If you want to best oppose Donald Trump, don't cloud your judgement by hating him
A remarkable article from two political scientists, turned Buddhist practitioners, in Open Democracy. Their message is simple: hating Trump for his actions and words blurs your assessment of his next moves, by blunting your perceptions of him:
Hate encourages us to develop simplistic views and ignore the subtleties of the personalities and situation at hand. If we can develop a more nuanced and complex understanding we can predict people’s behavior more accurately. Unless we try to empathize with our adversaries we will never understand them, and this will put us at a disadvantage.
The authors cite some interesting research from behavioural psychology. If we’re sunk in a hole of hatred, we experience the backfire effect or confirmation bias, where we resist information that contradicts our beliefs. We may also suffer the Sunk Cost Fallacy, where we feel we must invest more where we have already (badly) invested. And as they say, hate weakens us overall, where the requirement is for steady strength.

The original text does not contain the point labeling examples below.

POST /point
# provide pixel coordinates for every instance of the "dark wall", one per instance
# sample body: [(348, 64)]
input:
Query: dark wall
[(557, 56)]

They give an example of what one might discover about Trump if one takes a calmer stance of empathy and non-attached observation:
Trump has no real friends and cannot really love his wife and family. He is alone in a way that people who genuinely love other people cannot fully understand.

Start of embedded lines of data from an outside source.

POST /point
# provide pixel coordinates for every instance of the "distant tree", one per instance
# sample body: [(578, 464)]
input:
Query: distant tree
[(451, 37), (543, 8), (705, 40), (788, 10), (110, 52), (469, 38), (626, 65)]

His desire for wealth and attention is insatiable. Therefore, he will die dissatisfied and confused.
Now that he is President, his past criminal activities and associates are being investigated. For the remainder of his life he will be dealing with the legal consequences of his past misdeeds.
Because he acts capriciously and maliciously, most of what Trump does has negative consequences. Although he is a multi-billionaire and holds the highest office in the land he is living in a hell of his own making.
In short, Trump is a pitiable man. He is harming others so we must oppose him, but we can do this more effectively if we realize how sad his life is. Pity is an unpleasant emotion, but it is better to feel pity than hatred, especially when it can be transformed into compassion, an active desire to help another person. Compassion can be cultivated through practices like loving-kindness meditation and consciously refusing to malign and slander those with whom we disagree, even as they may malign and slander you.
Rhodes and Shwenck suggest, finally, that as a diversion against hateful feelings, we redouble our efforts to being involved in democratic or activist processes aimed at removing Trump (or any massively destructive opponent) from office.
Might you need to be a deeply-wired Buddhist practitioner to maintain this level of poise against such an overwhelming adversary? Maybe. But it’s an interesting mental and emotional position to occupy.